The vests the police dogs wear are bullet proof. We just had a fundraiser here to get a vest for the new police dog. I think it is a shame that there isn't money in the budget for the dogs to be protected.


----------



## Sadie's Dad (Jul 9, 2009)

kg420 said:


> I went to the store today and this guy pulled up next to me with two pitbulls and an American Bulldog in the back of his truck. All three of them had vests on that looked kinda like life jackets. I asked him if he was going out on the water any why cause it was hella cold. He said no no, these are boar dogs. He had a dog before that was put down because of an injury from a tusk, so he got all of his dogs keflar vests. I didn't know they made bullet proof vests for dogs thats cool. I would totally by one if I still lived in the bay area.
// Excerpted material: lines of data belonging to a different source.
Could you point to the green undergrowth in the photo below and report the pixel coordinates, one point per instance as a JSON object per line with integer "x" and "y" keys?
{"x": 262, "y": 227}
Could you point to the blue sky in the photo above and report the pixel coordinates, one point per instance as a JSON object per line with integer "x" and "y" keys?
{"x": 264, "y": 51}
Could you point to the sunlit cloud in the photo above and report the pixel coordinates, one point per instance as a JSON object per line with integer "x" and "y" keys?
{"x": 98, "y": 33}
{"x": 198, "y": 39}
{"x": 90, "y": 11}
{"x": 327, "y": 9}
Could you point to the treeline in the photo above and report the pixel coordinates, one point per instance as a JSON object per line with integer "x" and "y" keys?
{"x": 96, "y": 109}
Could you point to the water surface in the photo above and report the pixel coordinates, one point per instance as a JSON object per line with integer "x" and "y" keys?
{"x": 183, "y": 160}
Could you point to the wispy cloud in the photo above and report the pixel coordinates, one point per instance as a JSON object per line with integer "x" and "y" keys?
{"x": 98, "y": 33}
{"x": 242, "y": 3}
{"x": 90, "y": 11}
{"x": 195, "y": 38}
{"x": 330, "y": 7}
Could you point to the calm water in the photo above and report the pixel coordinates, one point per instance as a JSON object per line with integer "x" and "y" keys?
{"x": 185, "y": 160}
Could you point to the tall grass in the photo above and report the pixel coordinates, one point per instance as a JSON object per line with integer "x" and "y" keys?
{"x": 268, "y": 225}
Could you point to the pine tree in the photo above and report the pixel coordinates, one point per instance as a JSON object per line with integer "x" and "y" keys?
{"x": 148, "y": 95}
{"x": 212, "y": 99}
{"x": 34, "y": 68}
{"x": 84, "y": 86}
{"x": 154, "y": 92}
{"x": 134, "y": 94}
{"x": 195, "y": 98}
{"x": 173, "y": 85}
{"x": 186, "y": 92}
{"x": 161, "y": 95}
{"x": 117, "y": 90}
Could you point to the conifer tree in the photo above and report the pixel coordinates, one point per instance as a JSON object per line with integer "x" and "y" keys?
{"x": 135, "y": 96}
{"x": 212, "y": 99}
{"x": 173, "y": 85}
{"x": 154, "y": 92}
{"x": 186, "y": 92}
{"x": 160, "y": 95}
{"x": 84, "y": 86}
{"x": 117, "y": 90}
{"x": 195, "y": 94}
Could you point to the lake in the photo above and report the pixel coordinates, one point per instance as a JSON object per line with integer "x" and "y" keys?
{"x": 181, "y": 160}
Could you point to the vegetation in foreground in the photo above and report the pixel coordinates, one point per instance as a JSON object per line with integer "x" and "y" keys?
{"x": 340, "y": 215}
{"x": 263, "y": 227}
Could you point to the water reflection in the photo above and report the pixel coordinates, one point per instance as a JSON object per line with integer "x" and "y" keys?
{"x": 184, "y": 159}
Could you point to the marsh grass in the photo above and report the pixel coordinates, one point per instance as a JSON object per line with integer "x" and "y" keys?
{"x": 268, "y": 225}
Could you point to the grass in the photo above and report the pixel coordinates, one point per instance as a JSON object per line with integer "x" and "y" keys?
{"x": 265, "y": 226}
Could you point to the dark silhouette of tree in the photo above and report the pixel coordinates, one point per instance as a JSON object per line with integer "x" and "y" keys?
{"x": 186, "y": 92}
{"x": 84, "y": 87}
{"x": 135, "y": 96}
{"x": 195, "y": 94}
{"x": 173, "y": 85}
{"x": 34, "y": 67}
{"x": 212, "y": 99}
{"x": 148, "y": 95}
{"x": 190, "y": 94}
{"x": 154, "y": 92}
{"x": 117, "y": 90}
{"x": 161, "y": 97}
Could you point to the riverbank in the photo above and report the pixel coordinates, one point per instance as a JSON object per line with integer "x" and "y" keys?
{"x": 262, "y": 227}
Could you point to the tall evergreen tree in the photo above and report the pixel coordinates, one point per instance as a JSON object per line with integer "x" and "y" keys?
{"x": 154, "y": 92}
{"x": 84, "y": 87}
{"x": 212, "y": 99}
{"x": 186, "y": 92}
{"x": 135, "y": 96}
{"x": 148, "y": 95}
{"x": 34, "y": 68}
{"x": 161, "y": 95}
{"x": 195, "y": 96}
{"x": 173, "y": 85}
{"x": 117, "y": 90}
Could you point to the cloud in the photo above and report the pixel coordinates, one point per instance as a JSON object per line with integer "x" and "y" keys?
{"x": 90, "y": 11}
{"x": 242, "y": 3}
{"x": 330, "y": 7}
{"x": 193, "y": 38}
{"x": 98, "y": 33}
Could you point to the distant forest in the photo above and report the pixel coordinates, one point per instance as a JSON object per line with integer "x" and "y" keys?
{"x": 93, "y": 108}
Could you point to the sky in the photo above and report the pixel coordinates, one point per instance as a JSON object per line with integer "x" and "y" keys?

Well you know those hogs down in Texas and the other southern states, they are in the swine mafia so you know they are always got a piece on them. That is why the dogs need Kevlar.


----------



## pittybull01 (Dec 2, 2009)

yeah they need the vest cuase if the boar catches them it will not be good. I know of friend of my bother who did not invest in vest and the boar caught the pit in the gut and put a slice in him. luckly dude was some type of vet and managed to save and sew hes dog back up. personally I am not a fan of hog hunting with the dogs but to each their own.


----------



## Southern Inferno (Mar 12, 2009)

Like this









IMO its an invaluable piece of equipment for hog hunting. It doesn't protect everything but, if your catch dog does what he or she is supposed to do then it dramatically decreases the risk of injury. Some dont use them because of the heat, but they now have a material called Viper Weave which is more light weight.

Here is where I buy all my equipment if anyones interested in finding out more.

Country Mike's


----------



## Chaos4ever (Oct 2, 2009)

Song is pretty good (belly laughing) " I see you in that tree stand "


----------



## Black Rabbit (Nov 14, 2009)

That's great that they make these for the dogs. It doesn't seem fair to make them hunt with out them. great way to protect your dog.


----------



## boogiebot (Oct 7, 2009)

yeah i have seen some pretty cool vests for hog hunting. the come in various colors and even camo.


----------



## vdubbinya (Oct 8, 2008)

yeah its for protection from the tusks. theres been a many good dog dead from a boar. nasty animal. it will charge YOU too.


----------



## gh32 (Dec 22, 2007)

It's a cut vest.They're used by the catch dogs.It's to protect your dog and keep it from getting gutted by a hog.


----------



## gxkon (Jul 13, 2009)

MY MIKADO said:


> The vests the police dogs wear are bullet proof. We just had a fundraiser here to get a vest for the new police dog. I think it is a shame that there isn't money in the budget for the dogs to be protected.


it is a dam shame they cant but a vest for the k9 but i bet if u kill it u go to jail and have the same time for killin a cop i think if the po po cant protect there dogs they dont need em


----------